Some office were extremely helpful, on board with my goals for these patients and more than willing to provide me any information that I needed. Some offices wanted records releases, which I understand, except this is not a transferring of the patient to another office. Instead, I view this as a continuation of care and compare it to a patient being referred out to a specialist. The patient does not have to sign a release of the office to be able to send the information to the specialist. I don’t think this situation is any different.
Nonetheless, this, too, was a road block of sorts. For some of those patients, I was unable to obtain that information.

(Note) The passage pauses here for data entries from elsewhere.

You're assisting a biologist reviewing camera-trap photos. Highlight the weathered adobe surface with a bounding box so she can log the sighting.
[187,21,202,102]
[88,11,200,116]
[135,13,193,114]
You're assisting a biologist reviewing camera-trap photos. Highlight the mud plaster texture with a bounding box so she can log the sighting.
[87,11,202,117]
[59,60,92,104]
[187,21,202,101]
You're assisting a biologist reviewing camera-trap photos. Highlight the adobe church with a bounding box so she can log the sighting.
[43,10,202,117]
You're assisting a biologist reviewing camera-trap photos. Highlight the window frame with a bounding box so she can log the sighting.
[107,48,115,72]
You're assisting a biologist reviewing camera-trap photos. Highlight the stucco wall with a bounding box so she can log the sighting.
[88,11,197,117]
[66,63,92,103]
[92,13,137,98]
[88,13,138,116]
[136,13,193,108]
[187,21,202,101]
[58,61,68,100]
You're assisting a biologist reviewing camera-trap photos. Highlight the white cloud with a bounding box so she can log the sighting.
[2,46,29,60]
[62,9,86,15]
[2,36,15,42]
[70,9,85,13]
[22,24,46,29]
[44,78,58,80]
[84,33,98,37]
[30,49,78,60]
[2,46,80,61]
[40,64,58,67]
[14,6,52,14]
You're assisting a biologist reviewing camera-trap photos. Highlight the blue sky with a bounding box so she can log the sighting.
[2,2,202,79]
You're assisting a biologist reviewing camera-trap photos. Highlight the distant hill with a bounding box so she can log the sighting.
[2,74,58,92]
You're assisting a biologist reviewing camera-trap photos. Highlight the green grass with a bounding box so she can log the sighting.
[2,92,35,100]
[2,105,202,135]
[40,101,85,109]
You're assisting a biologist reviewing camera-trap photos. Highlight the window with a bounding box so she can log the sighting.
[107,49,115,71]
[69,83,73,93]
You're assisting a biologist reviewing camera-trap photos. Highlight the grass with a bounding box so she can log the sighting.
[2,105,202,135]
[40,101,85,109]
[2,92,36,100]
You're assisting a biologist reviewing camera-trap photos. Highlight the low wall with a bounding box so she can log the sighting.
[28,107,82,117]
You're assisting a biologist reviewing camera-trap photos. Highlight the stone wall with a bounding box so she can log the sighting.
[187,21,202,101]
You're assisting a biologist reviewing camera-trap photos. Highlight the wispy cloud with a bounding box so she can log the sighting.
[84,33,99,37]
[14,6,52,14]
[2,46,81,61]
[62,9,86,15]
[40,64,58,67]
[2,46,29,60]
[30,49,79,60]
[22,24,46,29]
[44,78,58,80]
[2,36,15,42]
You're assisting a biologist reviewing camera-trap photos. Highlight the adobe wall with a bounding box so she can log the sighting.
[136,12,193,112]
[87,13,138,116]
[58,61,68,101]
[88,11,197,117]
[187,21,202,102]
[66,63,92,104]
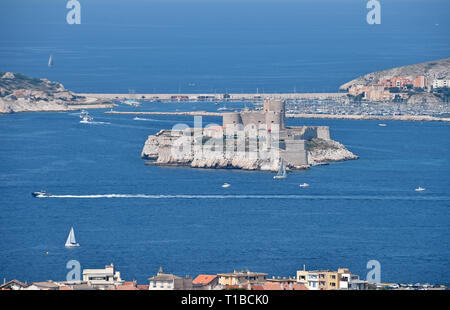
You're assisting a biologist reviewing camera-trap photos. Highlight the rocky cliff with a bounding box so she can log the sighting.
[339,58,450,90]
[141,130,358,171]
[0,72,111,113]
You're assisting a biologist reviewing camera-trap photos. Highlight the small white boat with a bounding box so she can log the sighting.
[80,110,93,124]
[273,159,287,179]
[65,227,80,248]
[31,190,50,198]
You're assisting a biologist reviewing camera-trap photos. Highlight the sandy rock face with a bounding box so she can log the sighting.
[307,139,358,166]
[141,130,358,171]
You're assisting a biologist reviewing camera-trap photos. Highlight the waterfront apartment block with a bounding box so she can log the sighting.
[297,268,368,290]
[148,267,192,290]
[433,79,450,88]
[217,270,267,285]
[83,264,124,289]
[0,264,447,291]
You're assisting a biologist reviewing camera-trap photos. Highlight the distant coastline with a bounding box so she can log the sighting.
[105,111,450,122]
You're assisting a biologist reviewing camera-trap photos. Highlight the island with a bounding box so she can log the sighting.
[141,99,358,171]
[0,72,114,114]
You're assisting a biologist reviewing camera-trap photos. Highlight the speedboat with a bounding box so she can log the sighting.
[31,190,50,198]
[80,110,93,124]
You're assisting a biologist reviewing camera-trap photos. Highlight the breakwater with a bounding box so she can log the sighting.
[105,111,450,122]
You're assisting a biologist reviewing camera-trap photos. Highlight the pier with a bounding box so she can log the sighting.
[77,92,347,101]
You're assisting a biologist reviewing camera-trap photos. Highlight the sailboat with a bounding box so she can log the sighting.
[48,55,53,68]
[273,159,287,179]
[66,227,80,248]
[80,110,94,124]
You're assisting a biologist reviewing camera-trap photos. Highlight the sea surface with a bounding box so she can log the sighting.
[0,103,450,284]
[0,0,450,284]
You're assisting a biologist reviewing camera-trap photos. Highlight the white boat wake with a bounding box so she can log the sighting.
[37,194,450,201]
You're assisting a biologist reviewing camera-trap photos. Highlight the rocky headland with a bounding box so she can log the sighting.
[339,58,450,90]
[0,72,113,113]
[141,130,358,171]
[339,58,450,105]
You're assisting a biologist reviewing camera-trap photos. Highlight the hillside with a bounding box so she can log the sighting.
[0,72,110,113]
[339,58,450,90]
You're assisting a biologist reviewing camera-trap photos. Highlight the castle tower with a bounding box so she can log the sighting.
[264,100,286,130]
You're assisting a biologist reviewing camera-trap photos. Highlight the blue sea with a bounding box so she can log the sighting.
[0,0,450,284]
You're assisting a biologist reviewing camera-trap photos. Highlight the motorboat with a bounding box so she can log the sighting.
[31,190,50,198]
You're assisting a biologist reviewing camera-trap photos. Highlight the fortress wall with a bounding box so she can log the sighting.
[222,112,242,127]
[281,140,308,167]
[241,111,266,127]
[317,126,331,140]
[265,111,285,129]
[288,126,330,140]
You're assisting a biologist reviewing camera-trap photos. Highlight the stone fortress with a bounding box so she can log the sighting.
[223,100,330,168]
[141,100,358,171]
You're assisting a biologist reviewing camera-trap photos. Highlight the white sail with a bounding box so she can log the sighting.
[66,227,80,247]
[48,55,53,67]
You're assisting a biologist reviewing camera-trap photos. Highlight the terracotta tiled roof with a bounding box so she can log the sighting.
[264,282,282,291]
[192,274,217,284]
[115,285,138,291]
[293,284,308,291]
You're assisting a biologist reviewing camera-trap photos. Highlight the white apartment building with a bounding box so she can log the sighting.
[83,264,124,289]
[433,79,450,88]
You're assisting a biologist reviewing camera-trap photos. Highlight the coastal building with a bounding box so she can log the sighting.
[83,264,124,289]
[297,267,367,290]
[0,279,28,291]
[192,274,222,290]
[22,280,61,291]
[148,267,193,291]
[217,270,267,286]
[433,79,450,88]
[222,99,330,168]
[338,268,368,290]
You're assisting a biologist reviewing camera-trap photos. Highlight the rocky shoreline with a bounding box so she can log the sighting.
[141,130,358,172]
[0,72,114,114]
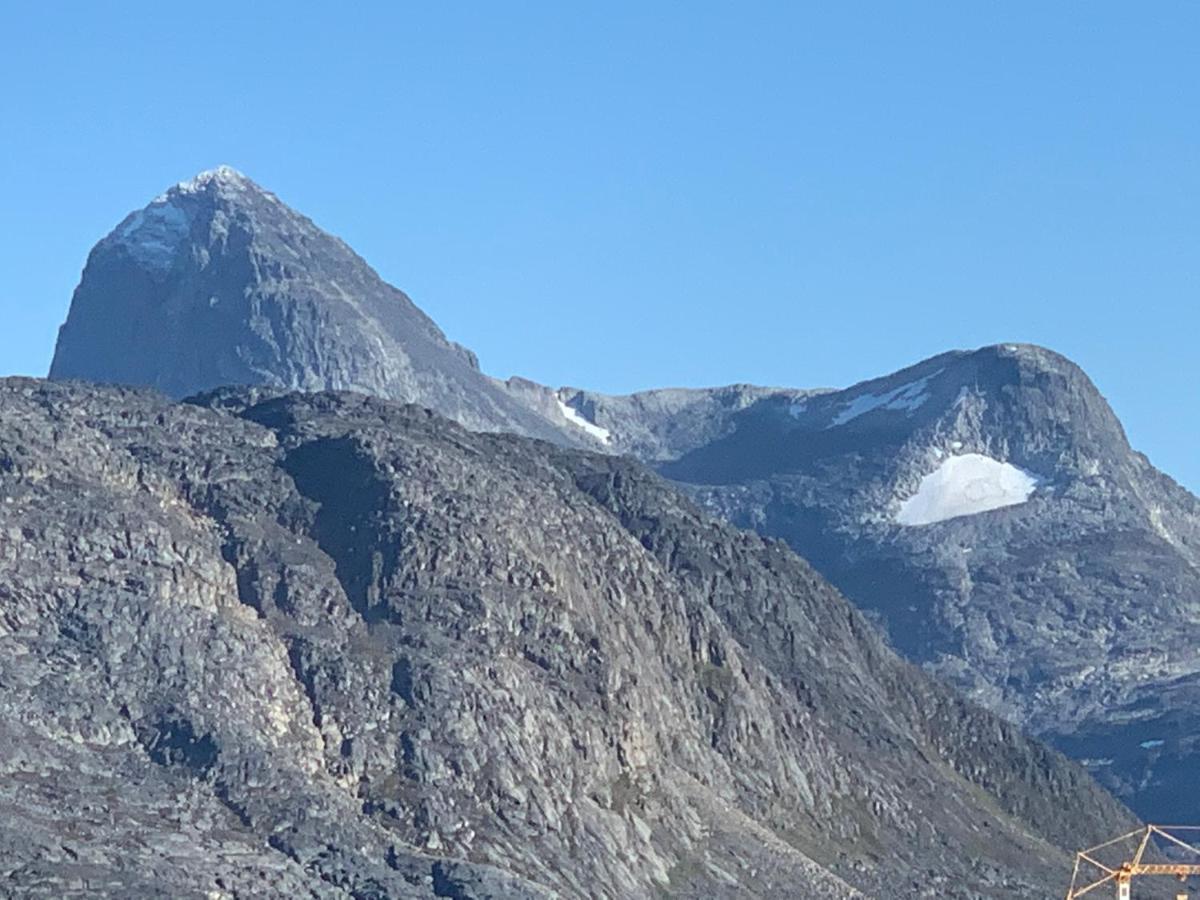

I press on and do the best I can. Some days, these efforts felt harder than I wanted to commit to. But rather than letting these small issues become a dead end for my efforts, I chose instead to make them into detours. Move around them, and move on.
Amy Ericks, RDH, BSDH, is currently transitioning offices and preparing to pursue a dream. She graduated from the University of Wyoming in 2010 with an Associate of Applied Science in dental hygiene. Five years of experience, two houses, one more child, and several internet classes later, she graduated with a Bachelor of Science in dental hygiene. She is excited to share her journey.